Cognitive rehabilitation. MS can affect your ability to think, concentrate, and remember. A therapist checks suggests ways to cope, including:

  • Organization tools like to-do lists, calendars, notes, and appointment reminders
  • Methods to block distractions and improve your focus
  • Memory tricks like word association to help you recall names, words, and facts

Vocational therapy. MS can make it hard to do your job. A therapist can show you better ways to set up your workspace, organize your day, and complete your tasks. If the job you have now doesn't go well with your SPMS, the therapist can help you find and apply for a position that's a better fit.

Speech-language therapy. MS can damage the muscles that control speech and swallowing. A speech-language therapist will teach you how to talk more clearly and easily, and how to eat without choking.

Beyond medication and therapy, there are things you can do to make living with SPMS easier.

Change the way you eat. No single eating plan has been proven to relieve MS symptoms. But it may help to get plenty of foods that can reduce inflammation.

  • Choose “good” fats like those found in salmon, canola oil, flaxseeds, and walnuts. Have less saturated fat, which comes from meat and dairy products.
  • Fruits and vegetables are packed with plant nutrients that might help slow MS disease activity.
  • Limit salt. Some studies show that a high-salt diet leads to more severe MS symptoms, while others don't. But too much salt can cause other problems, like high blood pressure and heart disease.

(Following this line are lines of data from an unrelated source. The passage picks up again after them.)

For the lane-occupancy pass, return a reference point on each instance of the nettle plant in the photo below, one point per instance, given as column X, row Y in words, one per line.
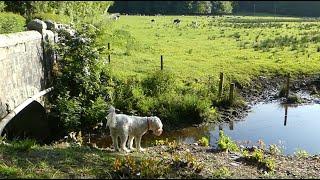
column 83, row 81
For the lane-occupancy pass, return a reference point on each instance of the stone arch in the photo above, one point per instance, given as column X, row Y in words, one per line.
column 31, row 122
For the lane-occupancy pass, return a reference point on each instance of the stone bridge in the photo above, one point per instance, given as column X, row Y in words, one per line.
column 25, row 69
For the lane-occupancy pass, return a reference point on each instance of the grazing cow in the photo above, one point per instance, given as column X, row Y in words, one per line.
column 115, row 16
column 176, row 21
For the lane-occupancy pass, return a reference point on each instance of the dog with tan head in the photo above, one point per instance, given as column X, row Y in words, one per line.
column 130, row 128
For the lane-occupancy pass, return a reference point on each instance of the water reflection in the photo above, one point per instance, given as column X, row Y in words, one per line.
column 266, row 122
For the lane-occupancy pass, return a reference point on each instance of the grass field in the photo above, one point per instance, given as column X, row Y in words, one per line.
column 240, row 46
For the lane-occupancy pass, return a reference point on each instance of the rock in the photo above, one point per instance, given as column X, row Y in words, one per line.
column 234, row 164
column 37, row 25
column 51, row 25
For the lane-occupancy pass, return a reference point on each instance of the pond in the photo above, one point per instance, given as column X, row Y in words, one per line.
column 290, row 127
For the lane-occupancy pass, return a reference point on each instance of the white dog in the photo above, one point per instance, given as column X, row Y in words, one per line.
column 132, row 127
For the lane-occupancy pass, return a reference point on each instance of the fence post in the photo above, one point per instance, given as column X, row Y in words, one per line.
column 161, row 58
column 231, row 93
column 288, row 85
column 220, row 85
column 109, row 56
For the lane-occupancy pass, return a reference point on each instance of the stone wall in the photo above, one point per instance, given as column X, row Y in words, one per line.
column 24, row 67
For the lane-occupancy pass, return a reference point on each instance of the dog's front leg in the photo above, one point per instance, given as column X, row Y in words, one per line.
column 130, row 142
column 115, row 142
column 124, row 139
column 138, row 144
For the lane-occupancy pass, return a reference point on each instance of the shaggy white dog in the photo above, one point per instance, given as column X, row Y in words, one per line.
column 131, row 128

Stay active. Experts say physical activity is safe if you have MS, and it has lots of benefits. A regular workout can help:

  • Strengthen your muscles and joints
  • Improve your ability to walk and stay balanced
  • Fight fatigue and depression
  • Increase your flexibility

Make aerobic exercise -- the kind that gets your heart pumping, like walking or swimming -- part of your routine. Also do strength training and stretching. When you work out, make sure you don't overdo it, since that can lead to more fatigue.

Keep your weight under control. Carrying around extra pounds makes MS symptoms like fatigue worse. Being overweight also puts extra stress on your joints. If you need to lose weight, ask your doctor for tips. Dropping just 10% of your body weight could help you feel better.

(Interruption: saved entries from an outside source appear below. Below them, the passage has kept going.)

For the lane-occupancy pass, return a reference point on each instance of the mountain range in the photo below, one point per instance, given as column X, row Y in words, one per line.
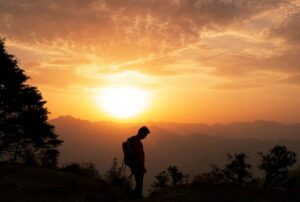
column 191, row 147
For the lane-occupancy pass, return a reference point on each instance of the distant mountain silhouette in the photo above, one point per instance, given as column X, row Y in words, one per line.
column 257, row 129
column 168, row 144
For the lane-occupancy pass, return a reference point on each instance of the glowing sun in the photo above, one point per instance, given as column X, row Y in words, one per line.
column 123, row 102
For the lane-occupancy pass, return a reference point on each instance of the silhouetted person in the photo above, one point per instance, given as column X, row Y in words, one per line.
column 138, row 159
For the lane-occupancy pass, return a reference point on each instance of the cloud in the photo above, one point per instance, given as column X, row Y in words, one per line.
column 121, row 29
column 94, row 37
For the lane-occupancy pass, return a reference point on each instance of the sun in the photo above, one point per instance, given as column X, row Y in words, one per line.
column 123, row 102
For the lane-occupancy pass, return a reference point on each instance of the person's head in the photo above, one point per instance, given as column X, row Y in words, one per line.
column 143, row 132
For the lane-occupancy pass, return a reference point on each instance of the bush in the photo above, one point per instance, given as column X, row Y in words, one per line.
column 84, row 169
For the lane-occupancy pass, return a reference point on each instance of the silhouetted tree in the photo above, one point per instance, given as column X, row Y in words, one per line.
column 162, row 180
column 175, row 174
column 215, row 176
column 237, row 170
column 23, row 117
column 275, row 164
column 49, row 158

Don't smoke. Smoking makes your symptoms worse and speeds up the pace at which your disease gets more severe. If you're a lifelong smoker and you've tried to quit in the past, ask your doctor to suggest methods that might help.

Ask your doctor about supplements. Some vitamins and nutrients have shown promise for treating MS. Check with your doctor before you try any supplements, such as these:

  • Vitamin D. In a few studies, people with low vitamin D levels were more likely to get MS attacks and new lesions on their brain and spinal cord.
  • Biotin. In some studies, high doses of this B vitamin improved symptoms in people with progressive forms of MS. Yet in other studies, a few people got worse while on the supplement.
  • Antioxidants. Vitamins like A, C, and E help fight cell damage that may be involved in MS. But because they ramp up the immune system, they might make MS worse. It's safer to get antioxidants from fruits and vegetables rather than supplements.
  • Probiotics. A mix of healthy and harmful bacteria normally live in your gut. Research shows that people with MS have more of a harmful type of bacteria that adds to inflammation. Probiotics have "good" bacteria and might help restore the balance in your gut.

The FDA doesn't regulate supplements as thoroughly as it does medications, so it's not always clear how well they work and how safe they are. And they can have side effects.